Comme pour un spectacle de foire, les tickets s’arrachent et Florence entre en scène le 25 octobre 1944 à 20h30. De nombreuses célébrités, comme les compositeurs Cole Porter et Gian-Carlo Menotti, la soprano Lily Pons et son mari, le chef d’orchestre André Kostelanetz (qui composa une chanson pour Jenkins à chanter ce soir-là) étaient présentes. Dès les premières notes, les rires fusent dans la salle. Pour les couvrir, ainsi que les fausses notes, la claque applaudit et Florence, comme à son habitude, n’y voit que du feu.
Sans la présence de journalistes indépendants que l’on ne put empêcher d’assister à cette représentation publique, le secret aurait pu perdurer… La vérité éclate pourtant au grand jour dans les journaux du lendemain. A la lecture des critiques assassines et sans concession – “Elle peut tout chanter, sauf les notes”, écrit le New York Post – Florence Foster Jenkins s’effondre. Elle avait sûrement imaginé que son concert à Carnegie Hall serait l’apothéose de sa carrière. Ce fut son chant du cygne (Xavier Giannoli affuble d’ailleurs son personnage de plumes blanches dans le film pour ce concert final).
Humiliée par la critique, elle sera victime, deux jours plus tard, d’une crise cardiaque et décédera un mois plus tard à son domicile, l’hôtel Seymour, à Manhattan. Preuve que le ridicule tue, parfois…
*Note sur le titre : Ce titre du célèbre roman de Gilbert Cesbron, C’est Mozart qu’on assassine (1966), est inspiré par une phrase du roman autobiographique Terre des hommes d’Antoine de Saint-Exupéry, paru en 1939.
Marguerite : film français de Xavier Giannoli avec Catherine Frot, André Marcon, Michel Fau, Denis Mpunga (2 h 07).
POUR ALLER PLUS LOIN
Au théâtre : Colorature – Mrs Jenkins et son pianiste est l’adaptation française de Souvenirs, la pièce de théâtre du dramaturge anglais Stephen Temperley inspirée de l’histoire de la cantatrice. La pièce a été montée par la York Theater Company avant d’être au programme du Berkshire Theater Festival et enfin de s’installer avec succès à Broadway en 2005. La pièce existe en DVD.
A Hollywood : Un autre film consacré à Florence Foster Jenkins sous la forme d’un biopic, réalisé par le réalisateur britannique Stephen Frears – avec Meryl Streep dans le rôle titre –, sortira en 2016.

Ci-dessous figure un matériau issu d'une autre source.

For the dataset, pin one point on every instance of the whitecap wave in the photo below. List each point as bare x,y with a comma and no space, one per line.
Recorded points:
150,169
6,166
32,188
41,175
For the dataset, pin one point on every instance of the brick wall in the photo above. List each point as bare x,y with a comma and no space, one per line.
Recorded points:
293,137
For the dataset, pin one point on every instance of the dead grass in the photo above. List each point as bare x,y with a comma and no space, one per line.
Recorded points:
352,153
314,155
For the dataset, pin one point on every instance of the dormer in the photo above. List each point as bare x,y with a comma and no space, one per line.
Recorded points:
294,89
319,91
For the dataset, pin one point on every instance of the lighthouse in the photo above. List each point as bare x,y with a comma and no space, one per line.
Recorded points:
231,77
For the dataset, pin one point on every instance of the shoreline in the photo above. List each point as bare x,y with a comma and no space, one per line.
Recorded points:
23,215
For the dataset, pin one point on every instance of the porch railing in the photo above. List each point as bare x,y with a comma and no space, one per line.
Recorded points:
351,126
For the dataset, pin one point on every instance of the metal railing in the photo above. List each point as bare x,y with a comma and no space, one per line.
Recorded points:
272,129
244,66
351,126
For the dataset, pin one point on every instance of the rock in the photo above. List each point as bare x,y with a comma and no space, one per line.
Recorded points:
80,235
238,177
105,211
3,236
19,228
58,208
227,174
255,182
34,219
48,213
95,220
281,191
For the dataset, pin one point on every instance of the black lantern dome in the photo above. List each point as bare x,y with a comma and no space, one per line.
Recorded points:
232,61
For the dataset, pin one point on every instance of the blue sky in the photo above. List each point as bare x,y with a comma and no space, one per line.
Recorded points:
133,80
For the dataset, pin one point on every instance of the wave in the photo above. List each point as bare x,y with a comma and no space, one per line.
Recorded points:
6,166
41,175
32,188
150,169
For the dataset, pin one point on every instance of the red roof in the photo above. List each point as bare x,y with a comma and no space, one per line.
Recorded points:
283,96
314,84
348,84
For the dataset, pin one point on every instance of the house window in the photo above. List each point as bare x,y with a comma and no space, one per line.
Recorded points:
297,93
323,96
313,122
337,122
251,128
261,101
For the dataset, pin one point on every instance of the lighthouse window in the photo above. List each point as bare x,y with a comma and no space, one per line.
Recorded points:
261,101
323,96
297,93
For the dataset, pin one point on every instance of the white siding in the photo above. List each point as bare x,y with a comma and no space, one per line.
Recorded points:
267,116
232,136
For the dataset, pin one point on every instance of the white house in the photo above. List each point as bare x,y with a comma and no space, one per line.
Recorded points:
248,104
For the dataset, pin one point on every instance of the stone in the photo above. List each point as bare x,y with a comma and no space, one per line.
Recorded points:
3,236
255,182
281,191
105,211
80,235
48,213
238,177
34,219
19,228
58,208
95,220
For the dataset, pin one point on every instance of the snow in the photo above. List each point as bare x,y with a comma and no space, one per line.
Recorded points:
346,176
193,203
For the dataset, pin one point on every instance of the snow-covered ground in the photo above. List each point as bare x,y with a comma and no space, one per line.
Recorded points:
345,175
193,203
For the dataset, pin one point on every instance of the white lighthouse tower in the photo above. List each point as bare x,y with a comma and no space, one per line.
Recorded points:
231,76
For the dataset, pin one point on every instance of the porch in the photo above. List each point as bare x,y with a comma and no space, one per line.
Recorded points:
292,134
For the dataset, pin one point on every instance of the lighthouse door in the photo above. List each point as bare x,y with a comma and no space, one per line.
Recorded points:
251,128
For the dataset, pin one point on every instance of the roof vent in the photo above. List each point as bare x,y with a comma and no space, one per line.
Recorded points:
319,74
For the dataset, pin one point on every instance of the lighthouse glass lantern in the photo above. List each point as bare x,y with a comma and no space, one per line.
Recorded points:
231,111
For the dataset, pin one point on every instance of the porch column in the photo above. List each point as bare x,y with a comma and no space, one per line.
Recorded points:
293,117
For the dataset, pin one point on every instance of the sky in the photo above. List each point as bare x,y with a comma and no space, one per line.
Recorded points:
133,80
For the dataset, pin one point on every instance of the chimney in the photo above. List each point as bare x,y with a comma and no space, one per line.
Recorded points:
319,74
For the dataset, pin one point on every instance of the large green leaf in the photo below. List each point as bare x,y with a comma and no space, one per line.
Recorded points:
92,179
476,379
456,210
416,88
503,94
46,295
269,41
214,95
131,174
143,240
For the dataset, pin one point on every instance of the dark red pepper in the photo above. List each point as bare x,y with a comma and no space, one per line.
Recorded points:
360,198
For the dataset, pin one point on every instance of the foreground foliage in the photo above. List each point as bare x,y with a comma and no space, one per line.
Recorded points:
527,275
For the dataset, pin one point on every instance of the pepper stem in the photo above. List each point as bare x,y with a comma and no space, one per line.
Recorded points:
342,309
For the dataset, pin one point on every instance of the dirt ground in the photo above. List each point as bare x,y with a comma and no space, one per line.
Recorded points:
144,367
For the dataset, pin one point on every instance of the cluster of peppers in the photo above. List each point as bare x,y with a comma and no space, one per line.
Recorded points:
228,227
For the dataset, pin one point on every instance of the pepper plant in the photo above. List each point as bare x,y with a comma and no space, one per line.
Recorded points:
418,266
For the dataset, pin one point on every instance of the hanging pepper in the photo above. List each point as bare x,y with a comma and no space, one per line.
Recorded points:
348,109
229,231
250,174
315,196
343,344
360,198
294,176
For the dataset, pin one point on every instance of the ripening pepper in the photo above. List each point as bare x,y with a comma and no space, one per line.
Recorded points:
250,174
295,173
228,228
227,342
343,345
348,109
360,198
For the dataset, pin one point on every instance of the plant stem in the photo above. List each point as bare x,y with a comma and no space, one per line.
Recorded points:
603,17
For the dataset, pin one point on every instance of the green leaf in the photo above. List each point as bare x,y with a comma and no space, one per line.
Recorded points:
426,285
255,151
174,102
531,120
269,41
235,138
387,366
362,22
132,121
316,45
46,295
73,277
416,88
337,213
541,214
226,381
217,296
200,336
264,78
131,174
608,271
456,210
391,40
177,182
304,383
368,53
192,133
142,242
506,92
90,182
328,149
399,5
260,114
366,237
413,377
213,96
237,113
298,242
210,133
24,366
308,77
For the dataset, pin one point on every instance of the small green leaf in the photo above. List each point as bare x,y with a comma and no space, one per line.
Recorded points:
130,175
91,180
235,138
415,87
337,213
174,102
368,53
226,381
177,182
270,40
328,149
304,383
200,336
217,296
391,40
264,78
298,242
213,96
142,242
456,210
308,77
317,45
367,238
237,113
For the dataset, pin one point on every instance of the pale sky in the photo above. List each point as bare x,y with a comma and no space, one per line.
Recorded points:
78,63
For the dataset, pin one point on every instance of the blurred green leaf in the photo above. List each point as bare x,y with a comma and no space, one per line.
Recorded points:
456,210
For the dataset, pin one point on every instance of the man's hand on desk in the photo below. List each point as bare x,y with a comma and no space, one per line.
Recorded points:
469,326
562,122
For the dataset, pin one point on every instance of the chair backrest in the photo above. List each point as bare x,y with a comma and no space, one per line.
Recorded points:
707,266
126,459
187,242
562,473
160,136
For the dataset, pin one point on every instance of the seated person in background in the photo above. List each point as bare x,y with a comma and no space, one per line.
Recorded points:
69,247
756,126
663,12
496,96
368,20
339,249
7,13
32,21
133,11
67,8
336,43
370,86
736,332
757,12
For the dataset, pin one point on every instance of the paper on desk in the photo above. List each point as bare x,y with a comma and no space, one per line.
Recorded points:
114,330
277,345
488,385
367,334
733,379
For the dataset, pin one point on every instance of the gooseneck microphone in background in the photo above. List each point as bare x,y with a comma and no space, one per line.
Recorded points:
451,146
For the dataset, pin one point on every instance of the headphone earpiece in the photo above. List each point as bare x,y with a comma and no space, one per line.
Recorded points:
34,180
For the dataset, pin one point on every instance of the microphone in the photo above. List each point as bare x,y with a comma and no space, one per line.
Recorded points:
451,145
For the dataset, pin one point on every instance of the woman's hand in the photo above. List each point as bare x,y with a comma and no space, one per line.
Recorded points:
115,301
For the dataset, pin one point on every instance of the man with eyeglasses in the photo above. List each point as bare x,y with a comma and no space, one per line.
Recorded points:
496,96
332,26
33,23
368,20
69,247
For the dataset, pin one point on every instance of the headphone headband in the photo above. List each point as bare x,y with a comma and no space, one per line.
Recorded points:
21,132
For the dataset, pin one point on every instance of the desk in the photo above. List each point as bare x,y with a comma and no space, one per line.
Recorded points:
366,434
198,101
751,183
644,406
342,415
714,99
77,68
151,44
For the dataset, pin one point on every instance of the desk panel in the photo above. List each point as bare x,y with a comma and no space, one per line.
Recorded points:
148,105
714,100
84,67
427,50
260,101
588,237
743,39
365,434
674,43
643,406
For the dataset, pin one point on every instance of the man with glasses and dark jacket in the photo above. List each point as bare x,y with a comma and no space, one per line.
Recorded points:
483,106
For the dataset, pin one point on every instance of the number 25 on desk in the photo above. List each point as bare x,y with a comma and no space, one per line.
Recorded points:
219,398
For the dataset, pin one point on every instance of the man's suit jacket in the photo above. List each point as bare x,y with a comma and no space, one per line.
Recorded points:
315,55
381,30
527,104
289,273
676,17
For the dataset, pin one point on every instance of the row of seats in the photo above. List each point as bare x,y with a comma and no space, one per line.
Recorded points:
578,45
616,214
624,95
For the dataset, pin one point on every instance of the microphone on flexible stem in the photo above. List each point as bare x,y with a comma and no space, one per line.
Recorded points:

Dans un documentaire : Voir Florence Foster Jenkins: A World of Her Own (2008) richement documenté en archives, photographies et enregistrements audios du documentariste américain Donald Collup.
En BD : On relit Les aventures de Tintin d’Hergé. Le journaliste musical Bruno Costemalle émet en effet la théorie que la soprano aurait inspiré le bédéaste pour son personnage de la Castafiore. La diva fait une première apparition tonitruante en 1939 dans Le Sceptre d’Ottokar et sera l’héroïne de l’album Les Bijoux de la Castafiore en 1963.
En chanson : La chanteuse française Juliette évoque avec humour la personne de Florence Foster Jenkins dans Casseroles et faussets : « Une milliardaire américaine/ Voulut piauler de l’opéra/ C’qui nous valut quelques migraines/ Et puis un disque chez RCA/ Comme quoi, le gène de la justesse/ N’est pas celui de l’ambition/ De chanter faux, je le confesse/ J’ai la secrète tentation. »
En musique : Certains enregistrements de Florence Foster Jenkins sont disponibles en ligne sur YouTube, notamment l’air d’opéra « Der Hölle Rache kocht in meinem Herzen » extrait de La Flûte enchantée de Mozart.
Article publié dans le numéro d’avril de France-Amérique.